The Excellent Glory, in the face of Jesus Christ.
pp. 101 - 104
We have been some time arriving at the `text' adopted as the heading of this series,
namely II Cor. 4: 6, but on the other hand, a text is not a verse lifted out of its context
and used merely as a peg upon which to hang the three points of a sermon. The text
should conform to its derivation textus `that which is woven, a fabric', and so related to
the whole as the threads of a textile fabric are related to the weft. Shakepeare's words are
worth remembering:
"In religion
What error, but some sober brow
Will bless it, and approve it with a text" (Merchant of Venice).
And so all the threads, the `watering down of the Word' that is so strenuously
repudiated, the solemn comparison of the two Covenants, the veiled face of Moses, the
unveiled face of the believer, the veil fabricated by the evil one out of undispensational
related texts, and the light of the gospel of the glory of Christ, all these threads are now
gathered up and presented in the words:
"For God, Who commanded the light to shine out of darkness, hath shined in our
hearts, to give the light of the knowledge of the glory of God in the face of Jesus Christ"
(II Cor. 4: 6).
We have no knowledge, nor do we possess the power to understand what the
conditions of life must have been before the overthrow of the world. We do know that
so far as God Himself is concerned, He was under no necessity to be faced with
darkness before He could appreciate light, "God is light, and in Him is no darkness at all"
(I John 1: 5).
"Make no mistake about this, my beloved brothers: all we are given is good, and all
our endowments are faultless, descending from above, from the Father of the heavenly
lights, Who knows no change of rising and setting, Who casts no shadow on the earth"
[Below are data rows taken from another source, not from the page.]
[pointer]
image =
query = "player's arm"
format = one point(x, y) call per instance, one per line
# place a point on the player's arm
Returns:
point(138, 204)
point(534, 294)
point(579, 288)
(James 1: 16, 17, Moffatt).
During the ages, darkness alternates with light, and good is set over against evil, but
these alternations are limited to the time being, and when the ages have run their courses
the former things will pass away and a suggestion of what will be the new condition is
found in the New Jerusalem:
"The city had no need of the sun, neither the moon to shine in it: for the glory of God
did lighten it, and the Lamb is the light thereof . . . . . . . there shall be no night there"
(Rev. 21: 23, 25).
During the ages, however, we see through a glass darkly, we reflect as in a mirror the
glory of the Lord; we see the story of God in the face of Jesus Christ.